My FAVORITE cookie to decorate in the cookie village was the Flour Box Bakery! I currently operate my business out of my home kitchen (being a home-based food producer is permitted in Pennsylvania as long as you get registered and follow the guidelines from the PA Dept of Food Safety). When I finally get my very own shop...I want it to look EXACTLY like this...pink bricks and all. My shop will absolutely have flower boxes too...maybe I'll plant them with cookie flowers?

I made the sign (and several of the others) separately on a piece of wax paper and transferred it to the building once it was dry. This allowed me to create a more interesting roof line. I used my actual logo to make the sign just right.


I cut out the center front window by hand to create a little peek-through scene. Inside you can see rows of cupcakes and stacks of cookie boxes ready for the holiday rush.


I used a mini flower cookie cutter and merged them with a small rectangle to create the window boxes.
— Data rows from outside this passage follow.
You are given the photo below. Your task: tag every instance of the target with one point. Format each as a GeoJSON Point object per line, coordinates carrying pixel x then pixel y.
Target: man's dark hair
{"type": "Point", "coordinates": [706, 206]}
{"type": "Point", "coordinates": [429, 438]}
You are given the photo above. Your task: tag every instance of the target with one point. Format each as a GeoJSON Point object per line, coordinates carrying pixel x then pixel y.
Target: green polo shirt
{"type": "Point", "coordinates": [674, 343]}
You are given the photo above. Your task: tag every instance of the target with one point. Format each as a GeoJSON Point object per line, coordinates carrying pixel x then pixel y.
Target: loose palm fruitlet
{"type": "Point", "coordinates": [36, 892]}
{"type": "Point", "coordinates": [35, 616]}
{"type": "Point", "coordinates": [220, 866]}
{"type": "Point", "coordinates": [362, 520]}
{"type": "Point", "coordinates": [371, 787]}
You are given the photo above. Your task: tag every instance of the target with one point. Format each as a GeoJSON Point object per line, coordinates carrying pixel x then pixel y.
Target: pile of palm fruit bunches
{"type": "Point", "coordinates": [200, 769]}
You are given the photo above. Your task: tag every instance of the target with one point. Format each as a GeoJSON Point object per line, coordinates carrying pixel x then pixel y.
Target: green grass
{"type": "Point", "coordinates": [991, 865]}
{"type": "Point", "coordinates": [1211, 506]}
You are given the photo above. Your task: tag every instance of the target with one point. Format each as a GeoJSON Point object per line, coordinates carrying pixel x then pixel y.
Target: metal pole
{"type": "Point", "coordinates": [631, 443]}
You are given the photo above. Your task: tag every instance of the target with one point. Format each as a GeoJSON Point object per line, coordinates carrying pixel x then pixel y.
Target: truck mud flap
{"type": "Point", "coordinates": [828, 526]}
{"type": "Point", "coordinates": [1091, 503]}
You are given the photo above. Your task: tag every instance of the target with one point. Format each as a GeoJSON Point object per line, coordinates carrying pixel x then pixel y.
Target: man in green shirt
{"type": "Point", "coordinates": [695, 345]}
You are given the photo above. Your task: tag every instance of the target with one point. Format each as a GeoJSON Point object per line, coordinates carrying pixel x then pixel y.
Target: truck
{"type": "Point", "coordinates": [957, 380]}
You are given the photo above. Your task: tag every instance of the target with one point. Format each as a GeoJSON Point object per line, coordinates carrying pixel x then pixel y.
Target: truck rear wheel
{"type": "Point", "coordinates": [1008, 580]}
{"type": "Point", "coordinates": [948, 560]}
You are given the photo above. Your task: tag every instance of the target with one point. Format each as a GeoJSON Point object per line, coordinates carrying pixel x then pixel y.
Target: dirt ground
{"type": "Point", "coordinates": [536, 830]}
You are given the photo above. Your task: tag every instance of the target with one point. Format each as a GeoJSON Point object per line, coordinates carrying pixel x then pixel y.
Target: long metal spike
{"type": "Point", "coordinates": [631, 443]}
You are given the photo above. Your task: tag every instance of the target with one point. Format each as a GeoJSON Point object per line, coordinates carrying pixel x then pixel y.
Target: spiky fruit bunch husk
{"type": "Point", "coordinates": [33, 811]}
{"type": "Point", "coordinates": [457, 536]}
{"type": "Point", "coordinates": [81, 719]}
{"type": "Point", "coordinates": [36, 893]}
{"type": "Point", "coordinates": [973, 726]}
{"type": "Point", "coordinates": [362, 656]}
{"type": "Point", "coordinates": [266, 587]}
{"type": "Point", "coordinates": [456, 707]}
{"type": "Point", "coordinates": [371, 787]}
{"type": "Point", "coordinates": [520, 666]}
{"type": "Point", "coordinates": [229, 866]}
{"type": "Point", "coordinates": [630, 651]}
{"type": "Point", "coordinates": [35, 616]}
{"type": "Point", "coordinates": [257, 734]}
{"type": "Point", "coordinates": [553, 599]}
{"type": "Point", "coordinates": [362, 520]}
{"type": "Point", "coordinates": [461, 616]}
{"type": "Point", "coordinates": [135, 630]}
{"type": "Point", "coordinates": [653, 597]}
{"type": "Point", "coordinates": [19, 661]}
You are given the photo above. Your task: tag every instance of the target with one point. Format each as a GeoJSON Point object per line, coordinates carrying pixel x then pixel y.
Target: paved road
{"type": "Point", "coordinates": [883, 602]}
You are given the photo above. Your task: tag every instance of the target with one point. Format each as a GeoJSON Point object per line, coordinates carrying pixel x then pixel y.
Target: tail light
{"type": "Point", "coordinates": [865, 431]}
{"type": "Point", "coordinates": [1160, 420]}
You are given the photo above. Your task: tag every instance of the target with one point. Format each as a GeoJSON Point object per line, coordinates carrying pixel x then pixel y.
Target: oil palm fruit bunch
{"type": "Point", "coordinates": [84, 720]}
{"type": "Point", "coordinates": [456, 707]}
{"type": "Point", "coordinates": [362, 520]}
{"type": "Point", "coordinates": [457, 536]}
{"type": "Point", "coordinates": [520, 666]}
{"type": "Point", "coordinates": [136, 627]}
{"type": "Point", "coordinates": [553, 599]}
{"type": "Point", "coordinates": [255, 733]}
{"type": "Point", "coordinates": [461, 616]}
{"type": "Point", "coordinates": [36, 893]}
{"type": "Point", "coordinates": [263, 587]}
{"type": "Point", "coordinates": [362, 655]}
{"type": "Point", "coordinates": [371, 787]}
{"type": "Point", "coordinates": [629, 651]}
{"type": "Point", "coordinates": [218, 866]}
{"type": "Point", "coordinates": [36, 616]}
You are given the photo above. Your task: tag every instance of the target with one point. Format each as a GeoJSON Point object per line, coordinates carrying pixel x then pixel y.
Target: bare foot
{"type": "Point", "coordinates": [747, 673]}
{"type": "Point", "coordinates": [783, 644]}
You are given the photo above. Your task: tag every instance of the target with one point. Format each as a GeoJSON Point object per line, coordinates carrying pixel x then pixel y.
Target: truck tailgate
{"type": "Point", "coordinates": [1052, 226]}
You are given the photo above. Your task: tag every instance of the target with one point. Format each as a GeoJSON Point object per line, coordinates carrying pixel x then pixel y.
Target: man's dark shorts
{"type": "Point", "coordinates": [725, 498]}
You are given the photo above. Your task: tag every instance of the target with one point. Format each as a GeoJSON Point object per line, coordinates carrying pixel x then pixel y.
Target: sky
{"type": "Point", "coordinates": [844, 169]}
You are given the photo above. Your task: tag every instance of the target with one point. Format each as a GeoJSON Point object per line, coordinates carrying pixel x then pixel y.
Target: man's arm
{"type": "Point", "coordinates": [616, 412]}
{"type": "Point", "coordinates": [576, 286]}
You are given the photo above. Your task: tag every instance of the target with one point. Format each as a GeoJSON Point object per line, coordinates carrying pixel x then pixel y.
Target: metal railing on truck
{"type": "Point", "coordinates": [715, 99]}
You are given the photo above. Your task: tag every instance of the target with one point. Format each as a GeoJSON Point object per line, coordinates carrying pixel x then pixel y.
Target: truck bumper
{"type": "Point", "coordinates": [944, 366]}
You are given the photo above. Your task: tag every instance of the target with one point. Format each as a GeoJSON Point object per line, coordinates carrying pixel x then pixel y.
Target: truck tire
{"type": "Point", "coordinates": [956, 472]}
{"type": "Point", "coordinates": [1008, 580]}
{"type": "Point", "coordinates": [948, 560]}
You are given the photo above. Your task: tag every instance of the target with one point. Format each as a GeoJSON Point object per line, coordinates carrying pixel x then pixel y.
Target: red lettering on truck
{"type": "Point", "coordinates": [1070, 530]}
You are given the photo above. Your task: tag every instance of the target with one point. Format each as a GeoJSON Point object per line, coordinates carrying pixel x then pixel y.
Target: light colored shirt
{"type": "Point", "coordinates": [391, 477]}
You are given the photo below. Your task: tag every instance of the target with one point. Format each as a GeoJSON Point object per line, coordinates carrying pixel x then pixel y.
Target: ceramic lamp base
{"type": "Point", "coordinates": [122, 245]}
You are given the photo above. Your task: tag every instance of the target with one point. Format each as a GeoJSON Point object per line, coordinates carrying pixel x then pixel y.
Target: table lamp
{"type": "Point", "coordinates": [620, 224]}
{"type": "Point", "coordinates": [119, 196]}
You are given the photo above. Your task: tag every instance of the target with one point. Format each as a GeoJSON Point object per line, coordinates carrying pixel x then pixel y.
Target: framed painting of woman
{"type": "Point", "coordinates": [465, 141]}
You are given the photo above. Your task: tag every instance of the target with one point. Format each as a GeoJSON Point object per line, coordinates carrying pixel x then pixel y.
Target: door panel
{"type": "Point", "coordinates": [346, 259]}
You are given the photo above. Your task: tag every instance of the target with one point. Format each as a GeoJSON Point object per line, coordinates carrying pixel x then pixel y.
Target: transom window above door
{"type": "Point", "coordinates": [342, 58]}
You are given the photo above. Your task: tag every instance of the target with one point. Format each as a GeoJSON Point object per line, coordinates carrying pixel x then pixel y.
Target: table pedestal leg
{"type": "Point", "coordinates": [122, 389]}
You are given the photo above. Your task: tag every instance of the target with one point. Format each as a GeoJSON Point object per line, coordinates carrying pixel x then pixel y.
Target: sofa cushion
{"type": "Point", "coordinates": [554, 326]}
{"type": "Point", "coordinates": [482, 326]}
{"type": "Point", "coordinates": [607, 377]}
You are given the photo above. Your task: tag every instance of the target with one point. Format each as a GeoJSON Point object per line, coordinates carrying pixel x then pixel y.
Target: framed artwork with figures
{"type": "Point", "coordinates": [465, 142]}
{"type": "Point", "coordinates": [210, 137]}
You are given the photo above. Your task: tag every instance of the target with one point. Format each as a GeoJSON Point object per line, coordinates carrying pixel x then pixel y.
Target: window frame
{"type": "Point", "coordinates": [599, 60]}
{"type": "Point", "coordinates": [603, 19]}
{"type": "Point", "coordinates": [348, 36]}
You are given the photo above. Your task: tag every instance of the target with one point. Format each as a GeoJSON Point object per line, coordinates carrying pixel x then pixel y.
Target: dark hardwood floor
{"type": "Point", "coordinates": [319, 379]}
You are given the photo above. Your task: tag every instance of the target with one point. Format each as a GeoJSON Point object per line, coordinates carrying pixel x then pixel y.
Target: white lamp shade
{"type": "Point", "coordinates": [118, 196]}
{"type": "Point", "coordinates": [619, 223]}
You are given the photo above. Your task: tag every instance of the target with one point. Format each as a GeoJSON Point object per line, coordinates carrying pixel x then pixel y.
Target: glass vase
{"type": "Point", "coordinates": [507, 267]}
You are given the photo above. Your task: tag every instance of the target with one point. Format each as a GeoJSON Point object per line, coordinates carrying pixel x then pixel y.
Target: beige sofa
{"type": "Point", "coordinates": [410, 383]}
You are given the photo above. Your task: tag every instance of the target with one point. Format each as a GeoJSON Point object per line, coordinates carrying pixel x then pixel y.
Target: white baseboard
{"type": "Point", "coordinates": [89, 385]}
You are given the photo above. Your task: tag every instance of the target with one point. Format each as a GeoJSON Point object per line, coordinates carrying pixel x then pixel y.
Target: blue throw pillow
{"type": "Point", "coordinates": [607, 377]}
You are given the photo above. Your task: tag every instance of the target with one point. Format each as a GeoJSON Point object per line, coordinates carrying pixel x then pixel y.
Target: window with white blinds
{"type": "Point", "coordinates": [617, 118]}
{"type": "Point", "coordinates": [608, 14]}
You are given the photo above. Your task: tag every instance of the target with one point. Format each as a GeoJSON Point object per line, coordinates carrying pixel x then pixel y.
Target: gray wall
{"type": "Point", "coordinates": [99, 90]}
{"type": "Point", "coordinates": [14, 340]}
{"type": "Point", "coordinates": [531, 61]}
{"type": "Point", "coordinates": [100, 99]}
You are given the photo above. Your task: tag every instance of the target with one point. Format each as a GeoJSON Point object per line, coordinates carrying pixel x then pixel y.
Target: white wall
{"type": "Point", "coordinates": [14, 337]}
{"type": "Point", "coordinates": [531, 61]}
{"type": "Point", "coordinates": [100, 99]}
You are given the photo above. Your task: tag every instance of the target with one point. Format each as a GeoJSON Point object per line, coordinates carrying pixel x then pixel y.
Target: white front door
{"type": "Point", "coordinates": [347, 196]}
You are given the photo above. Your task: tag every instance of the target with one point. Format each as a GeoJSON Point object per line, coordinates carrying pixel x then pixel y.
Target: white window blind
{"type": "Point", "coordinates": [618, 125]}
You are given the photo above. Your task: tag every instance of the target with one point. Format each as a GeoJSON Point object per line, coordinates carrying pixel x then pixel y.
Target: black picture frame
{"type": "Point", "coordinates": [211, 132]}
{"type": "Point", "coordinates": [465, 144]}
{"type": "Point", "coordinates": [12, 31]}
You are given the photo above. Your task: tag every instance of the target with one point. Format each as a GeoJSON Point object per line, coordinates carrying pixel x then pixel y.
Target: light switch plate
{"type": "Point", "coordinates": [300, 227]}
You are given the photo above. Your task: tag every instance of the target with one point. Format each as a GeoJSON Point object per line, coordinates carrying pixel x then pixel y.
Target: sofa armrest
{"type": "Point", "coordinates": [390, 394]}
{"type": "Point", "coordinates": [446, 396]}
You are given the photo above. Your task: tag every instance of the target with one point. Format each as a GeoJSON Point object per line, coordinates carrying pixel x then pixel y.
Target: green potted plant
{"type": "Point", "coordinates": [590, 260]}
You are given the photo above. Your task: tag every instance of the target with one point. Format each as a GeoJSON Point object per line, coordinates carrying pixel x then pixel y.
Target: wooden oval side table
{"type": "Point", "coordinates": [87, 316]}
I liked the depth this added to the facade of the bakery cookie.

After viewing so many photos online of Christmas villages, I learned that no village is complete without the accessories. 

I added carolers. I don't have a cookie cutter for carolers, and I really don't like hand-cutting cookies, so I squished and bent a Christmas tree cutter and turned it into my carolers. Fa la la la la!

I made lots of tree accessories for my cookie scene. But accidentally spilled a glass of milk on more than half of them...these were the survivors. 


I also included two classic cars (yellow and aqua - not in this photo) and a red pick up truck with a tree in it's bed. There are a few snowmen hanging out in town, too. I included a couple of lamp posts decorated with greens. The street signs read Meadow Lane.

I really love making cookie scenes. In my free time, I have been working on several more ideas. So far I have completed two others, the classic Christmas tree scene and the Thanksgiving dinner.

   

But this cookie village was different. Not only did it require more planning and a longer execution timeline, but it was really from the heart. I wanted to make each cookie unique and special for my family.


I can honestly say this was one of the most challenging, yet enjoyable cookie projects I have worked on to date. I spent countless hours sketching and planning. I used so many different cutters to create the various building shapes. And after more than 25 icing colors, I stopped counting.

I really hope my family enjoys their special cookies. If they do, I have a dozen more village ideas for another scene next Christmas. I'm already planning it out!! If you made your family a village, what cookies would you have to include? It's fun to think about it, right?

One more thing before I go - Topher is amazing. He took the photos and the video and I think he did great. I just love him to pieces.